The only ape species identified at the Azmaka site is Graecopithecus freybergi. This species is poorly understood, with evidence limited to a damaged jawbone from Greece, a tooth from North Macedonia, and a single tooth from Azmaka. Böhme’s team therefore proposes that the discovered femur likely belongs to Graecopithecus.
“It’s the most parsimonious choice we can do for now,” commented Zanolli, while stressing the need for additional fossils to confirm this attribution with certainty. Kelsey Pugh of OCAD University in Toronto, Canada, noted that “the association between these fossils is loose.”
Interpreting the Femur’s Features
Böhme’s team conducted a detailed analysis of the femur, including a CT scan. The researchers identified several features that they interpret as evidence of bipedalism.
For instance, at the superior end of the bone, a short neck extends laterally before widening into a rounded head that would have articulated with the pelvis. This neck possesses a relatively long, straight section—a characteristic observed in bipedal hominins but absent in knuckle-walking apes—capable of supporting vertical loads. Additionally, the outer layer of bone is thicker on the inferior aspect of the neck compared to the superior aspect, which aids in weight-bearing.
Furthermore, a ridge is present on the posterior surface of the bone, serving as an attachment point for the gluteal muscles. Böhme explained that these muscles “are important because they hold the back upright.”
Skepticism and Ongoing Debates
While other researchers find the discovery intriguing, they remain unconvinced. Zanolli pointed out that “this femur shows a number of features. Some are biped-like, but others are quadruped-like. So, it’s quite difficult to know exactly what was the locomotor behaviour.”
Pugh added that the more extinct apes from millions of years ago are studied, the clearer it becomes that diagnosing bipedality from isolated bones is challenging. Many features once thought to be exclusive to bipedal hominins have also been found in quadrupedal apes. Consequently, scientists must determine which features are truly diagnostic and identify multiple such features per species. She remarked, “We’re raising the standard of what is required,” and currently, there is insufficient evidence from the femur alone to satisfy her criteria.
Broader Implications and Future Research
Much of this re-evaluation stems from an ongoing debate surrounding Sahelanthropus tchadensis. This species, discovered in a single location in Chad, is the earliest widely accepted hominin, predating apes. It lived 7 million years ago, slightly more recently than the Azmaka specimen. The discovery of a Sahelanthropus femur has led to years of discussion among paleoanthropologists regarding the presence of bipedal evidence.
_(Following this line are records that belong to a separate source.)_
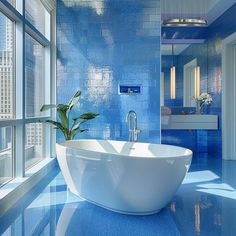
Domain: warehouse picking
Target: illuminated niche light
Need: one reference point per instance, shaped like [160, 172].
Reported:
[172, 82]
[197, 82]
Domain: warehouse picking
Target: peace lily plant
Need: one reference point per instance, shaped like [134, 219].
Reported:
[69, 127]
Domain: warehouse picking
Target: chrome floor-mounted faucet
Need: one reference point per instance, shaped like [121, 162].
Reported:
[132, 121]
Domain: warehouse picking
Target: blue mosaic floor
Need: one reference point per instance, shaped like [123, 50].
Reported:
[205, 205]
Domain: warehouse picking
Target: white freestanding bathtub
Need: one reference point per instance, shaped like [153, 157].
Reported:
[126, 177]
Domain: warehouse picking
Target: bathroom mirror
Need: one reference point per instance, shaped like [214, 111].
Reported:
[185, 58]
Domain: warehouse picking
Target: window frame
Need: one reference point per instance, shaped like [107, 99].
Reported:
[18, 123]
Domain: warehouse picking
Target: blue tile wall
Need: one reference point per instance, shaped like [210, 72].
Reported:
[211, 81]
[102, 44]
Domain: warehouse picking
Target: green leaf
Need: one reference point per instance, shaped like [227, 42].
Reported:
[88, 116]
[75, 132]
[74, 100]
[57, 125]
[63, 117]
[46, 107]
[63, 107]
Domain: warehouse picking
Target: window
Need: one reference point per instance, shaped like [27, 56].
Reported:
[24, 86]
[6, 67]
[34, 74]
[36, 14]
[6, 161]
[33, 144]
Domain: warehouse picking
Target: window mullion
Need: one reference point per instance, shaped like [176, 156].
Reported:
[20, 98]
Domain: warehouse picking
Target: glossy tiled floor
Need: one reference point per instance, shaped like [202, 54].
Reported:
[205, 205]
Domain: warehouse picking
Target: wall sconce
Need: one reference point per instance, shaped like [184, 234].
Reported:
[172, 76]
[172, 82]
[197, 82]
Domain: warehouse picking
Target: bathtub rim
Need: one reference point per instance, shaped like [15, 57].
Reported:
[85, 151]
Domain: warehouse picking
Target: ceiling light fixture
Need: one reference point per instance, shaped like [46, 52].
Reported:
[184, 22]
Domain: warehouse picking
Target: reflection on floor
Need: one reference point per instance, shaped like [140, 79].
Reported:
[205, 205]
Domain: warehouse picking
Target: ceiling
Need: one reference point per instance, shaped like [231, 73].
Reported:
[166, 49]
[207, 9]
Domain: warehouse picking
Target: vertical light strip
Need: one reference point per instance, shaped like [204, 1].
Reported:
[196, 82]
[172, 82]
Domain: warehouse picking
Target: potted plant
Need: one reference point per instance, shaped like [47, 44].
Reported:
[70, 127]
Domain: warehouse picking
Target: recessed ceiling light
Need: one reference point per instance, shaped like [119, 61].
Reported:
[184, 22]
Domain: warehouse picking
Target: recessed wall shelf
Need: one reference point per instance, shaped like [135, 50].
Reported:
[195, 122]
[129, 89]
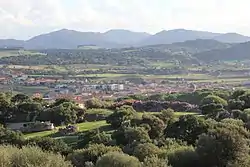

Böhme and her colleagues have dedicated considerable effort to demonstrating that critical stages in early hominin evolution occurred in Europe. They have previously reported findings of hominin-like features in the Graecopithecus jawbone, though these claims were met with dispute due to the bone’s damaged state. They also described another European ape, Danuvius guggenmosi (dating back 11.6 million years), as capable of standing upright and moving along tree branches.
The team has proposed that these early hominins could have subsequently migrated to Africa. This migration, possibly triggered by climatic shifts between 8.75 and 6.25 million years ago, may have led to the emergence of all later hominins, including modern humans.
Zanolli noted the historical movement of many animal species between Africa and Eurasia, questioning, “If the fauna can do it, why not hominins?”
However, Pugh emphasized the necessity of strengthening the evidence for bipedality in Europe and discovering more Graecopithecus specimens. This would enable a clearer understanding of its relationship to other apes and hominins. Without such advancements, she concluded, developing detailed evolutionary scenarios would be premature.